Somewhere in the large house, a phone rang, followed by a buzzing intercom. “Miss Chetta, you have a call. The gentleman wishes not to be announced, but asked me to say, ‘He is a friend from the old neighborhood.’ Shall I tell him you’re not available?”
Old neighborhood? Maria cleared her throat to calm the quaver in her voice. “I’ll take the call, Sonja. Thank you.”
“Very well. I’ll put him through.”
Maria dried her hands and picked up the phone. “This is Maria Chetta. To whom am I speaking?”
“So, it’s Chetta now? And ‘to whom?’ Well, well. Lou said you’d re-invented yourself.”
“I’m sure I don’t know what you are talking about.”
“Oh, Maria, sweetheart, this is not the time to play coy. But I’ll tell what it is time for. It’s time for that old saying to prove itself right. You know, the one: ‘Whatever goes around, comes around.’”

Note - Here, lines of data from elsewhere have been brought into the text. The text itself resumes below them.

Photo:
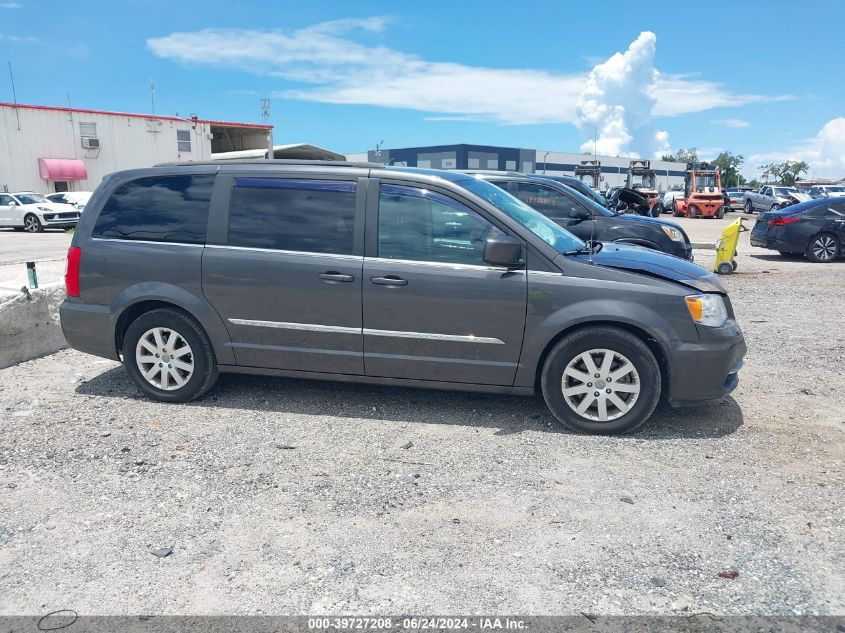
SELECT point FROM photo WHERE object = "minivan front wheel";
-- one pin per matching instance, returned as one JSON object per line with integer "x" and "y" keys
{"x": 601, "y": 380}
{"x": 168, "y": 356}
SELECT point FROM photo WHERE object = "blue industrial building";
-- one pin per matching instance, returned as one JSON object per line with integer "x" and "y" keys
{"x": 614, "y": 170}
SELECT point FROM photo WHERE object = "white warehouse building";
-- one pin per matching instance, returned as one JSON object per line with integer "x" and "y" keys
{"x": 49, "y": 149}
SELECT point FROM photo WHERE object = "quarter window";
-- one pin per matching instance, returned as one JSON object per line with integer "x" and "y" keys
{"x": 183, "y": 140}
{"x": 158, "y": 209}
{"x": 422, "y": 225}
{"x": 314, "y": 216}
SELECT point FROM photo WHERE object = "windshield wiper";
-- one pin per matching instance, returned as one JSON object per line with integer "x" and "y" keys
{"x": 577, "y": 251}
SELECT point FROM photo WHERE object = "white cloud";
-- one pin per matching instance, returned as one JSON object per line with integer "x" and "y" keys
{"x": 332, "y": 67}
{"x": 824, "y": 152}
{"x": 618, "y": 100}
{"x": 736, "y": 123}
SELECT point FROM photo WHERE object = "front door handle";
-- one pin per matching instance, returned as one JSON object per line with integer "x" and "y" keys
{"x": 333, "y": 275}
{"x": 389, "y": 280}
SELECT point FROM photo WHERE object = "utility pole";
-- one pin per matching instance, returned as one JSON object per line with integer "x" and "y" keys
{"x": 14, "y": 95}
{"x": 265, "y": 118}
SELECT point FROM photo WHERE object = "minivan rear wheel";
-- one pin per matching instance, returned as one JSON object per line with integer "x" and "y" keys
{"x": 601, "y": 380}
{"x": 168, "y": 356}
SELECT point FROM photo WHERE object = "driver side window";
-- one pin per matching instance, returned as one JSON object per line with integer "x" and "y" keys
{"x": 421, "y": 225}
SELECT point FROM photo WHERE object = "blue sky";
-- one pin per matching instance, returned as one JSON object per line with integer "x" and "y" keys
{"x": 744, "y": 77}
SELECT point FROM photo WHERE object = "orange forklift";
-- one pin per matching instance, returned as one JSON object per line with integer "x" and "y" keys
{"x": 589, "y": 171}
{"x": 702, "y": 192}
{"x": 643, "y": 179}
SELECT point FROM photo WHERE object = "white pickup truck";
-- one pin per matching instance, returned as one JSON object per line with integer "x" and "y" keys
{"x": 772, "y": 198}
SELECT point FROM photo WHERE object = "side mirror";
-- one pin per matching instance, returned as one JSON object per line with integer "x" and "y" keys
{"x": 503, "y": 251}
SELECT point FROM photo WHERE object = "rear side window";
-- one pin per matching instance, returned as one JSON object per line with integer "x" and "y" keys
{"x": 420, "y": 225}
{"x": 315, "y": 216}
{"x": 158, "y": 209}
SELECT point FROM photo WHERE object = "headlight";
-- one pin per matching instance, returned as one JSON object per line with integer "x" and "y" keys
{"x": 708, "y": 309}
{"x": 674, "y": 234}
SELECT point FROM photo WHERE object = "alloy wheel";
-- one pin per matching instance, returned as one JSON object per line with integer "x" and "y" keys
{"x": 824, "y": 248}
{"x": 31, "y": 224}
{"x": 164, "y": 358}
{"x": 600, "y": 385}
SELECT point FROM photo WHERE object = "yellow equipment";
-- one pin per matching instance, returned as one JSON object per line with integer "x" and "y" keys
{"x": 725, "y": 262}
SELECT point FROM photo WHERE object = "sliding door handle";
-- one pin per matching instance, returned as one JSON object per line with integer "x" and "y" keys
{"x": 389, "y": 280}
{"x": 335, "y": 276}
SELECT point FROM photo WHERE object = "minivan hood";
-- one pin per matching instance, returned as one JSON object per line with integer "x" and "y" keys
{"x": 646, "y": 261}
{"x": 630, "y": 217}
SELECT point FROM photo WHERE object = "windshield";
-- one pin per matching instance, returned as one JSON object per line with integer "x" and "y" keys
{"x": 581, "y": 187}
{"x": 704, "y": 180}
{"x": 555, "y": 236}
{"x": 30, "y": 198}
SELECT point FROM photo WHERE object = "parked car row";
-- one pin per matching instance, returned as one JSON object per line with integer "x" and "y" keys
{"x": 33, "y": 212}
{"x": 392, "y": 275}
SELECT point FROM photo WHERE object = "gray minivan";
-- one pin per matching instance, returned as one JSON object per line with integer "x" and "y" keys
{"x": 400, "y": 276}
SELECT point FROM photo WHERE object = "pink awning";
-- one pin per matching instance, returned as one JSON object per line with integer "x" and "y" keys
{"x": 62, "y": 169}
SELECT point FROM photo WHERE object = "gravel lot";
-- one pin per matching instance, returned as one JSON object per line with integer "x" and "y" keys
{"x": 283, "y": 496}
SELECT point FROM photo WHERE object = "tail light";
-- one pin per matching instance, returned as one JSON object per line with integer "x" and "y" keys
{"x": 789, "y": 219}
{"x": 74, "y": 254}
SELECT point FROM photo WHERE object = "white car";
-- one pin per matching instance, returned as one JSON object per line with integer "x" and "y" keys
{"x": 77, "y": 198}
{"x": 827, "y": 191}
{"x": 29, "y": 211}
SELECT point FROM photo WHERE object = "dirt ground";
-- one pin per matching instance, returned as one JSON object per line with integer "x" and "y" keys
{"x": 285, "y": 497}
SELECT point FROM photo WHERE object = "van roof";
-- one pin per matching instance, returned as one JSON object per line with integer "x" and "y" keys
{"x": 444, "y": 174}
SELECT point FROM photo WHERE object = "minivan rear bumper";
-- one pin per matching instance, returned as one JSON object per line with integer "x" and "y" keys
{"x": 88, "y": 328}
{"x": 706, "y": 370}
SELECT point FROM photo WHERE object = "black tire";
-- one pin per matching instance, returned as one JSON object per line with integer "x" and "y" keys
{"x": 601, "y": 338}
{"x": 32, "y": 224}
{"x": 823, "y": 248}
{"x": 205, "y": 370}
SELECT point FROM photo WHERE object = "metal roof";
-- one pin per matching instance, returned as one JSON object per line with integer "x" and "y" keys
{"x": 263, "y": 126}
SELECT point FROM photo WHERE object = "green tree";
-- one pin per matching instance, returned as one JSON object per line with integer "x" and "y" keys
{"x": 730, "y": 164}
{"x": 785, "y": 173}
{"x": 682, "y": 156}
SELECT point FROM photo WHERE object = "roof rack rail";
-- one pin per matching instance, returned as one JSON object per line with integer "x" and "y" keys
{"x": 273, "y": 161}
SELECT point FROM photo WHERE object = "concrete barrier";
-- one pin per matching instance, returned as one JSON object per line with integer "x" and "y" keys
{"x": 29, "y": 327}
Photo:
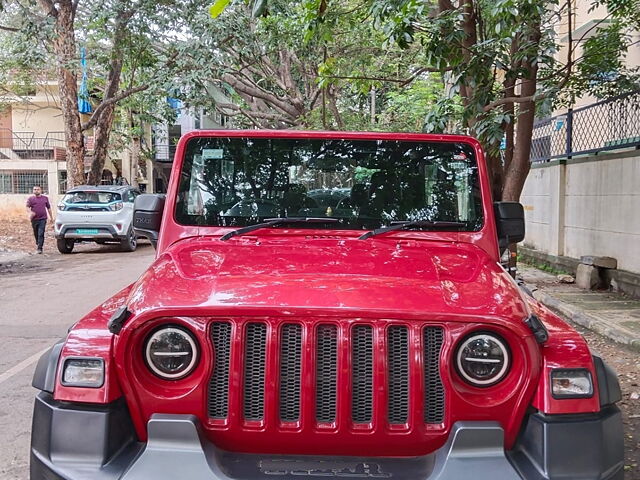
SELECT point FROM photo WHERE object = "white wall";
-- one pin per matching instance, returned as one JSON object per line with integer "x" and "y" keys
{"x": 590, "y": 206}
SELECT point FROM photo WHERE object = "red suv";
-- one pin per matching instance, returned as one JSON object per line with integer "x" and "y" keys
{"x": 325, "y": 304}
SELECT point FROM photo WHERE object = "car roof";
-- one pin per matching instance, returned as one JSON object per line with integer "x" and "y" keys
{"x": 101, "y": 188}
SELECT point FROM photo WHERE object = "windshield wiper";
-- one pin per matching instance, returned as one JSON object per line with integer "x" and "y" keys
{"x": 271, "y": 222}
{"x": 411, "y": 224}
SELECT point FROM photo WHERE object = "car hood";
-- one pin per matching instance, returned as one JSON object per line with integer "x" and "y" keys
{"x": 396, "y": 278}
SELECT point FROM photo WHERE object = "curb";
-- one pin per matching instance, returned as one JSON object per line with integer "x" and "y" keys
{"x": 7, "y": 258}
{"x": 584, "y": 319}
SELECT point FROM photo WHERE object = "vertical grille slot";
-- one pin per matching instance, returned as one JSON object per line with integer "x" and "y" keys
{"x": 290, "y": 364}
{"x": 362, "y": 374}
{"x": 254, "y": 370}
{"x": 219, "y": 382}
{"x": 326, "y": 373}
{"x": 433, "y": 389}
{"x": 398, "y": 367}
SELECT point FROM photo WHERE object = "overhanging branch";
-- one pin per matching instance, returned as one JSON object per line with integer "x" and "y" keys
{"x": 98, "y": 111}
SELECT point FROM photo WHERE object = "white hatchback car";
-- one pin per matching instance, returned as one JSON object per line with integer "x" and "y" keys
{"x": 101, "y": 214}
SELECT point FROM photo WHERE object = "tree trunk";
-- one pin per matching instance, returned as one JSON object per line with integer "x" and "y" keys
{"x": 101, "y": 134}
{"x": 64, "y": 47}
{"x": 102, "y": 130}
{"x": 519, "y": 167}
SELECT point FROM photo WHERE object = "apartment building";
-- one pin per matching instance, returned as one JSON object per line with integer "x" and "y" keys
{"x": 33, "y": 149}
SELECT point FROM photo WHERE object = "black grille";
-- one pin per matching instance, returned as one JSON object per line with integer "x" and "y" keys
{"x": 290, "y": 363}
{"x": 398, "y": 362}
{"x": 219, "y": 383}
{"x": 254, "y": 370}
{"x": 433, "y": 389}
{"x": 398, "y": 367}
{"x": 326, "y": 373}
{"x": 362, "y": 374}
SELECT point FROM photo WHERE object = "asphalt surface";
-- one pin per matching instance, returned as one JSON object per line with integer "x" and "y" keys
{"x": 41, "y": 296}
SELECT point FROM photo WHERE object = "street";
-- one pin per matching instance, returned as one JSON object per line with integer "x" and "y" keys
{"x": 41, "y": 298}
{"x": 39, "y": 301}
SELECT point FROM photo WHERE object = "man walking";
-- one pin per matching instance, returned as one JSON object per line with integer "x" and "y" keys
{"x": 38, "y": 207}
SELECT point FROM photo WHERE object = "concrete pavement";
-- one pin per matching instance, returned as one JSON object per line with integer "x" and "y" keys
{"x": 611, "y": 314}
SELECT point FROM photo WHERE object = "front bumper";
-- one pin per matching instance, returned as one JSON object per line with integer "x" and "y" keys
{"x": 87, "y": 442}
{"x": 102, "y": 232}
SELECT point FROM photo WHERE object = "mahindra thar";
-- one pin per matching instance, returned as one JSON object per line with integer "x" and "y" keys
{"x": 325, "y": 304}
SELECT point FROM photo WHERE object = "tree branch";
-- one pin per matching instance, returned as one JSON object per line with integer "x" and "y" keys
{"x": 49, "y": 7}
{"x": 110, "y": 101}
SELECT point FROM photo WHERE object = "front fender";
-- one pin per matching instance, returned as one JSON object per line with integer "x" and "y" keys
{"x": 89, "y": 337}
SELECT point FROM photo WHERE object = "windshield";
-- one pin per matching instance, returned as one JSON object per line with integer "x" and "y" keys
{"x": 91, "y": 197}
{"x": 365, "y": 184}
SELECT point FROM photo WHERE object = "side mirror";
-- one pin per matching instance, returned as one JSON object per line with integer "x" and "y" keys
{"x": 147, "y": 216}
{"x": 509, "y": 223}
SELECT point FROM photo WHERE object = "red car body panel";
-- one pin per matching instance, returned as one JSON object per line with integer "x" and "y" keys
{"x": 446, "y": 279}
{"x": 90, "y": 338}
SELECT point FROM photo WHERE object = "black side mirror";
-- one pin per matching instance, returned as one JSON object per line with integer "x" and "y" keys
{"x": 509, "y": 223}
{"x": 147, "y": 216}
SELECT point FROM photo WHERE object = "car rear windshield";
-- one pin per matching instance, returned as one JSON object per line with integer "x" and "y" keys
{"x": 364, "y": 184}
{"x": 91, "y": 197}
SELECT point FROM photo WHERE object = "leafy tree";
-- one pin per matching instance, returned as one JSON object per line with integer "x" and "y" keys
{"x": 498, "y": 59}
{"x": 277, "y": 79}
{"x": 122, "y": 37}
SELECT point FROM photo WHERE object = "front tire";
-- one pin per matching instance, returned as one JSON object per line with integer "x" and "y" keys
{"x": 65, "y": 245}
{"x": 130, "y": 243}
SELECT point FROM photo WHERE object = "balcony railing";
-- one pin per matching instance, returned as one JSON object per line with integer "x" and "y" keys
{"x": 164, "y": 152}
{"x": 26, "y": 145}
{"x": 607, "y": 125}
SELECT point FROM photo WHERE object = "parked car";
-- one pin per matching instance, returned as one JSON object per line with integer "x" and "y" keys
{"x": 285, "y": 331}
{"x": 101, "y": 214}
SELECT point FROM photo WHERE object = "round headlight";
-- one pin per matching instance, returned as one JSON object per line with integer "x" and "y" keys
{"x": 482, "y": 359}
{"x": 171, "y": 353}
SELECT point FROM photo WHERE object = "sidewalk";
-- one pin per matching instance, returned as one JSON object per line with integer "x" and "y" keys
{"x": 613, "y": 315}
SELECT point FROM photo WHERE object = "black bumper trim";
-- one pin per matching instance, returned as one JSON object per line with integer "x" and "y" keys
{"x": 110, "y": 229}
{"x": 584, "y": 446}
{"x": 89, "y": 442}
{"x": 71, "y": 441}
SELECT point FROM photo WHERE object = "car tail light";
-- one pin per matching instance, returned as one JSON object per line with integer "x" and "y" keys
{"x": 482, "y": 359}
{"x": 171, "y": 352}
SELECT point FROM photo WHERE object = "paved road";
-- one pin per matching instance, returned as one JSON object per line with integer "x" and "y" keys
{"x": 39, "y": 300}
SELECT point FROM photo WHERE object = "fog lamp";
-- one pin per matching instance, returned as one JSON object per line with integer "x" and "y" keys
{"x": 571, "y": 383}
{"x": 83, "y": 372}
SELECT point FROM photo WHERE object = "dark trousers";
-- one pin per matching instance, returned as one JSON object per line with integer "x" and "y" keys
{"x": 38, "y": 231}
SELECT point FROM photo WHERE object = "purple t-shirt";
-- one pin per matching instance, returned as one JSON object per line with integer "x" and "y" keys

Maria closed her eyes. Her past came rushing back at her: James King’s gold teeth, Mama in the apartment with the secret closet floor, the backseat of Deluca’s Cadillac, and the lie she’d told that convicted an innocent man.
“What do you want, Fast Eddie? And why are you calling me here?”
“Hey, if you don’t want to discuss this on the phone, I have no problem coming up there. Fact is, I’d love to get reacquainted. We still have unfinished business, you and I, don’t we?”
“I’m sure that won’t be necessary. Whatever business you need to discuss with me can be handled from a distance.”
“Yeah, maybe that would be best. I mean I wouldn’t want anything to mess up your perfect little life, now would I? I mean you have worked so hard for your fortune.”